Western voices have suggested military intervention. What would that mean for Zimbabwe?
The idea of military intervention in Zimbabwe is obscene. The fact that it is being talked about so openly shows just how bankrupt the West has become. They used to say to Africans that they would shoot us if we did not become Christian or civilised; now they want to shoot us because we will not choose Morgan Tchangarai as our leader. They refused to intervene militarily when Ian Smith was killing thousands of people and when he committed treason against the British crown because he was kith and kin. It is the return of colonialism.
It has been suggested that the MDC has received millions of pounds from European governments and Britain has pledged many millions more if Mugabe is ousted. What effects can such interference have on the democratic outcome of elections?
The implications of this are huge, and not just for Zimbabwe, but for all those people on the planet who are struggling against corporate capital. It means that people will always be bought and be ready to sell their birthright. It will be the end of democracy as we know it. Political parties in Zimbabwe are funded from the public purse. MDC's receipt of funding from outside the country is unlawful in Zimbabwean law. What we are also seeing is the birth of a new cycle of corruption being injected into Zimbabwean society. People end up voting with their stomachs and not their heads. It also breeds violence.

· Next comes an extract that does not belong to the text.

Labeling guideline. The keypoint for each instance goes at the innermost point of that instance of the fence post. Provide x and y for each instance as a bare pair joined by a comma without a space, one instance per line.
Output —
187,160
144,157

What built up to this crisis? The falling out of Mugabe with the West and the collapse of the economy?
This grew out of the unfinished business of the liberation war, the land question and the indigestion of the economy. Britain, the USA, the EU, Australia, New Zealand and Canada are directly responsible for making the Zimbabwean economy scream. These are the countries that have put the "at-risk" tag on Zimbabwe and that, in turn, has driven inflation high. The Zimbabwean people's efforts to turn around their economic fortunes have been frustrated by the West at every single corner.
Are the media reports of violence and intimidation accurate? Is there a real culture of fear or have they been exaggerated or misrepresented?
Media reports on Zimbabwe have become part and parcel of what I call the grand bigotry against Zimbabwe and its political leadership. They are not designed to inform us of anything new but to reinforce the view that Robert Mugabe is the devil. The levels of violence that are going in Zimbabwe are unacceptable, but they pale into insignificance when compared to what happened in Kenya or Nigeria. Zimbabwe is not like Gaza, the West Bank or Baghdad; it is not like Los Angeles either.
What is your overall opinion about the way the elections have been reported in the West?
There was already in existence a script that the West followed. They wanted Morgan Tchangarai to win and at times the media behaved as if they were the information department of the MDC.
Do you believe there is a broader neo-liberal agenda for Africa that is being played out in Zimbabwe?
What are your hopes for Zimbabwe and how do you think the crisis will be resolved?
The solution to the Zimbabwean crisis rests with Zimbabwean people themselves with the assistance of their neighbours and friends in G77, the majority people of the world. It is only Zimbabweans who can stop the violence, it is only Zimbabweans who can protect their own institutions, and it is only Zimbabweans who can find peace for themselves. For that I have hope.